Example of interaction score, reprinted from Lucarini et al. (2022). Black lines represent activity of the patient. Red lines represent activity of the interviewing therapist. Note the portions of no activity (e.g. at time 0:51) and of overlapping activity (e.g. at time 3:49). (Color figure online)

Representations of this type were pioneered by Chapple (1939) as a tool for quantifying interaction in anthropological fieldwork. They sparked large amounts of interest, research and criticism (see Watter, 2020). In the following decades, this line of work benefited from innovations in three domains. First, concerning the recording instrumentation, and notably with the development of dedicated hardware such as the “Interaction Chronograph” (Chapple, 1945), the automatisation of data transcription (Hargrove & Martin, 1982; Jaffe & Feldstein, 1970), and even the creation of inexpensive alternative devices such as the “Rotissograph” (Lauver, 1970). Second, experimental paradigms for the elicitation of interactions were standardised (Chapple, 1953) and extensively tested (Matarazzo & Wiens, 1972; Saslow et al., 1955), until converging onto an interview procedure which aimed to minimise the role of the interviewer. Third, the contexts of application were expanded to domains as diverse as the evaluation of salespeople performance (Chapple & Donald, 1947), the training of military aircraft pilots (Finesinger et al., 1948) and, crucially to our interests, the profiling of psychiatric disorders (Chapple & Lindemann, 1942; Feldstein, 1962).
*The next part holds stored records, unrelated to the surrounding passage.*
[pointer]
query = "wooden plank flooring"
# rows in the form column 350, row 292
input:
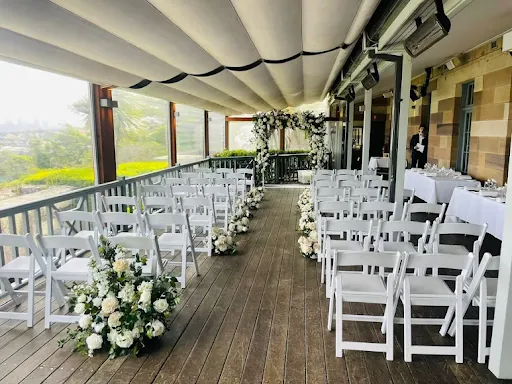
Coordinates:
column 257, row 317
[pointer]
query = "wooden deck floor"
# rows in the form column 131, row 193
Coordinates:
column 259, row 316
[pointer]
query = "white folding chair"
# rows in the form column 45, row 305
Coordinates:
column 71, row 268
column 435, row 244
column 24, row 269
column 154, row 190
column 350, row 177
column 333, row 210
column 409, row 195
column 482, row 294
column 178, row 240
column 77, row 223
column 222, row 202
column 190, row 175
column 354, row 235
column 145, row 246
column 202, row 170
column 120, row 203
column 249, row 176
column 201, row 213
column 432, row 291
column 120, row 223
column 358, row 288
column 153, row 204
column 427, row 208
column 175, row 181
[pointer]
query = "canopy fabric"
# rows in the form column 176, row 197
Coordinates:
column 230, row 56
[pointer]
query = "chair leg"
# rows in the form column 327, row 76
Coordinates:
column 482, row 331
column 447, row 321
column 339, row 317
column 459, row 327
column 48, row 299
column 407, row 324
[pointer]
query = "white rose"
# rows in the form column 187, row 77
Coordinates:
column 94, row 341
column 158, row 328
column 126, row 294
column 85, row 321
column 124, row 339
column 114, row 320
column 121, row 265
column 96, row 302
column 98, row 327
column 161, row 305
column 81, row 299
column 79, row 308
column 109, row 305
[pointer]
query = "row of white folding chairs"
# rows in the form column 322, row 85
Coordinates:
column 40, row 260
column 393, row 236
column 412, row 290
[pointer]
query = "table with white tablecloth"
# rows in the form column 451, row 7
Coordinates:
column 435, row 189
column 474, row 208
column 378, row 162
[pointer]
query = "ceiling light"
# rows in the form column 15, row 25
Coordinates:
column 428, row 33
column 371, row 79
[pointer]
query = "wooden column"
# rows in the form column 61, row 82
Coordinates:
column 206, row 135
column 226, row 133
column 281, row 139
column 172, row 129
column 103, row 127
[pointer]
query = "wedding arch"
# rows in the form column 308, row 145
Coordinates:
column 265, row 123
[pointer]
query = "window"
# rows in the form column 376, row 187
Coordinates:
column 140, row 133
column 465, row 126
column 189, row 134
column 295, row 140
column 45, row 134
column 216, row 131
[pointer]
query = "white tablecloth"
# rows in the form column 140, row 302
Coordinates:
column 304, row 176
column 378, row 162
column 476, row 209
column 434, row 189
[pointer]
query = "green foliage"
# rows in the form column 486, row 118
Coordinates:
column 243, row 152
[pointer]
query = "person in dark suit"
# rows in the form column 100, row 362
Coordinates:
column 419, row 145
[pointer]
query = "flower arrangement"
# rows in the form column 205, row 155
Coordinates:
column 120, row 310
column 254, row 197
column 223, row 242
column 239, row 222
column 266, row 122
column 316, row 130
column 308, row 245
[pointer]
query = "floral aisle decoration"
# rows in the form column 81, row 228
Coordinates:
column 254, row 197
column 120, row 311
column 264, row 125
column 315, row 128
column 308, row 242
column 223, row 242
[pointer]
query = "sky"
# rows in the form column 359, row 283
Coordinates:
column 29, row 94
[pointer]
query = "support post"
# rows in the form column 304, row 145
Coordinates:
column 367, row 126
column 226, row 133
column 172, row 128
column 350, row 128
column 206, row 135
column 501, row 342
column 403, row 127
column 103, row 134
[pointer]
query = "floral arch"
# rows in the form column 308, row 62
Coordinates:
column 265, row 123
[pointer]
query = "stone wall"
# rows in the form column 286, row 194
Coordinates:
column 491, row 126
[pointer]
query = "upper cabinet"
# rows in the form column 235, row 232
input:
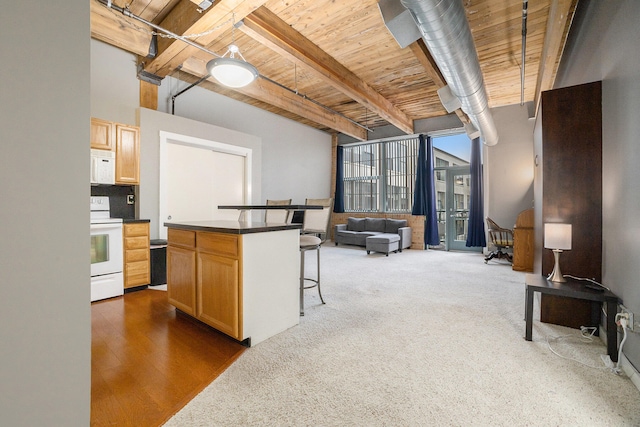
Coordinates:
column 127, row 154
column 102, row 134
column 125, row 141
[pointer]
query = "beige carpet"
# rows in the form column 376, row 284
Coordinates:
column 420, row 338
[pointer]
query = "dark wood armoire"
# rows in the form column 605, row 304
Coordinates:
column 568, row 189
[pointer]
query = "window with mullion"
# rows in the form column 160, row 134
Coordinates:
column 380, row 176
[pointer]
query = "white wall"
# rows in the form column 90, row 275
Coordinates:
column 606, row 48
column 296, row 159
column 509, row 166
column 115, row 89
column 45, row 321
column 151, row 123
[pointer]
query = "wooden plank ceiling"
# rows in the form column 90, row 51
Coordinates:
column 334, row 65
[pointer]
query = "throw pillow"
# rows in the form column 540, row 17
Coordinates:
column 355, row 224
column 375, row 224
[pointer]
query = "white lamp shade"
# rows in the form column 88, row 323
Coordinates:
column 557, row 236
column 232, row 72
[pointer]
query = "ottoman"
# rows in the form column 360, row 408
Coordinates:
column 383, row 243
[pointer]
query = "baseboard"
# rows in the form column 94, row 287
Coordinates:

In the last two decades, content-free time-based representations of interaction have found wider use in speech sciences (Campbell, 2007; Dingemanse & Liesenfeld, 2022; Edlund et al., 2009; Trouvain & Truong, 2013), including the subfields of human–machine interaction (Gilmartin et al., 2018) and second language acquisition (Sbranna et al., 2020).

The creation of interactional scores like the one in Fig. 1 rests on two stipulations. First, we posit that the behaviour of interactants can be discretised into atomic moments of activity and of inactivity. In truth, it is possible that the concept of activity should be rather understood in continuous (or at least gradual) terms. As a first approximation, in this study we treat activity as a binary construct at the atomic level, i.e. for each observed point in time. However, different degrees of activity emerge as we observe interaction in larger temporal domains, i.e. when pooling atomic observations within a time window. Second, in order to make our atomic binary choices, we need to stipulate what counts as activity. In early work on the Interaction Chronograph, interaction was already understood as a multimodal event. Gestures were annotated as actions, since “A nod of agreement is just as definite a response as a verbal yes” (Appendices to Finesinger et al., 1948 p. 147). To fully understand interaction, it is necessary to integrate all visible and audible aspects, as highlighted by Kendon in recollecting his early work with Chapple (Leeds-Hurwitz & Kendon, 2021 p. 165). Ideally, visual information should be complemented by a close analysis of the content and of the time-course of the interaction (Fatouros-Bergman et al., 2006), and by any other communication modality (e.g. haptic). As such, our content-free representations of audible activity are thus extremely impoverished. And even at such a degree of simplification, they still require further stipulations. Certain vegetative sounds such as coughing, breathing and lip smacking, for example, might or might not have interactional value (Goldmann-Eisler, 1951; Starkweather, 1956; Swingle, 1984). The most reductionist approach is thus to operationalise speech activity as verbal and vocal material of unambiguous interactional value (Schroeder, 2003; Trouvain & Truong, 2012; Wharton, 2003; Ward, 2006). Besides verbal material, this definition includes vocal productions such as laughter, interjections (“ouch”), fillers (“uhm”) and backchannels (“mhm”), and it excludes vegetative sounds. The retained activities are represented in Fig. 2 by the white areas.

Fig. 2
figure 2

A minimalist definition of activity. (Color figure online)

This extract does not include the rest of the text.